Example – Unity Asset Import
In this example we’ll import a single asset as an example, but most of the procedure applies to any scene.
Follow the links after each instruction for a more detailed guide.
Suppose you are blocking out a script that calls for a special coin for the lead character: it’s just a McGuffin so we could use almost anything as a stand-in, but perhaps we want something better for a specific sequence where the camera tracks a coin toss.
Since there isn’t anything in the public asset repository (at least at time of writing – we’re expanding it all the time), we need to find a model that we can import. There are several places we can look for a model such as TurboSquid which often has suitable assets but the first place we usually look is the Unity Asset Store itself which has the advantage of having assets in the right format and easy to import.

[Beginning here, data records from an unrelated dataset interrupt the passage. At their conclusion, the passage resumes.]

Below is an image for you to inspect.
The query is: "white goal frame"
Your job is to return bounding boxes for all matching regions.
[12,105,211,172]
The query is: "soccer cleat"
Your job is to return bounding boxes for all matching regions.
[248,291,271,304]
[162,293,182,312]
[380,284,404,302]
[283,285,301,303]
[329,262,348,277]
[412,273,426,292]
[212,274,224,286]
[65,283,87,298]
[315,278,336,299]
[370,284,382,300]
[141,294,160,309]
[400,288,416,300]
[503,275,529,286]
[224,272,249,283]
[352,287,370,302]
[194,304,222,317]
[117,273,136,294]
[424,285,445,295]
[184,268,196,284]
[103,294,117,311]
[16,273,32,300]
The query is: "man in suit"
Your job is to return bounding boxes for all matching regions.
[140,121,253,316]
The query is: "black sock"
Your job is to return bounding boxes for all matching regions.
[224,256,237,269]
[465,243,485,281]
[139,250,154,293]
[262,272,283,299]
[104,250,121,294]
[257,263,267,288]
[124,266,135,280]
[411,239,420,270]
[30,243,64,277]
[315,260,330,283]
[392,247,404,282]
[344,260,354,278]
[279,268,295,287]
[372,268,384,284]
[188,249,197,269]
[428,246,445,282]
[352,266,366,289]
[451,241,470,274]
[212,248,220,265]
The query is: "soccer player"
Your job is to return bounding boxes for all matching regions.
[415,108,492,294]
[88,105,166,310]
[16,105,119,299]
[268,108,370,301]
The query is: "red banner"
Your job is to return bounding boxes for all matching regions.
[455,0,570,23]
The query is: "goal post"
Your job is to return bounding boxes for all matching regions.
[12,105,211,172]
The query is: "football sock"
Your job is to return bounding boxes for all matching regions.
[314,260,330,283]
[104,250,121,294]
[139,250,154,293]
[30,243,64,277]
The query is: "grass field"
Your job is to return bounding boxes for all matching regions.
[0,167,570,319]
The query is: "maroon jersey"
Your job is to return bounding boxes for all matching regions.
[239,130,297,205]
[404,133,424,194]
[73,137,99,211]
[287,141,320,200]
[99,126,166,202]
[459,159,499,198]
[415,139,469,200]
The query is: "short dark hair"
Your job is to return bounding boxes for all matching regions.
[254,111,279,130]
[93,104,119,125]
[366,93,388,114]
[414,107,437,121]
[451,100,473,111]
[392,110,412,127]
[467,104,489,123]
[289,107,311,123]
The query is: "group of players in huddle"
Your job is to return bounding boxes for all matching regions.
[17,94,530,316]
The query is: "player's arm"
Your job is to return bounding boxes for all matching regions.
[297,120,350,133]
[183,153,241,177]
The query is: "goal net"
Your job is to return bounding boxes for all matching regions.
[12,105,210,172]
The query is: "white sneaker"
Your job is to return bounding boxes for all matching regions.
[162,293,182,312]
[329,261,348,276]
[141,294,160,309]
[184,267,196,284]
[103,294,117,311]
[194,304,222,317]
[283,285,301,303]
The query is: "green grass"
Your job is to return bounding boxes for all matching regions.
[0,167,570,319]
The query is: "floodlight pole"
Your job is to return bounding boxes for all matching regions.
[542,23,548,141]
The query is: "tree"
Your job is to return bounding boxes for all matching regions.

And indeed, we find a model of an Old Coin in the asset store which will do the job just fine. Even better this one happens to be free!
Downloading and importing from the Unity Asset Store
So now we can download the asset directly from within the Unity Editor and import it into our Asset Importer project. Installing large asset packages may take some time. You should check the Console for any errors but hopefully there won’t be any.
Now that we’ve imported the asset, it should be visible somewhere in the Projects view of the Unity Editor. In this case we find it under Assets as “Japanese Coin”.
Preparing the asset
It is worth giving a little thought at this point to the naming of the asset. Generally the top level folder should be something that identifies the publisher or author. In many cases you would use the name of your organisation, but here we’ll create a new folder “Gnarly Potato” and move Japanese Coin into it.
When importing a 3rd party asset, you’ll usually be looking for some demo or example prefabs to start from. Often you’ll need to create some objects in the sample scene so you can rig them up and create prefabs suitable for FirstStage by dragging the completed game object(s) into a Project folder. You may be asked to create either an Original Prefab or a Prefab Variant: choose Original Prefab if you’re not familiar with Unity and how prefabs work.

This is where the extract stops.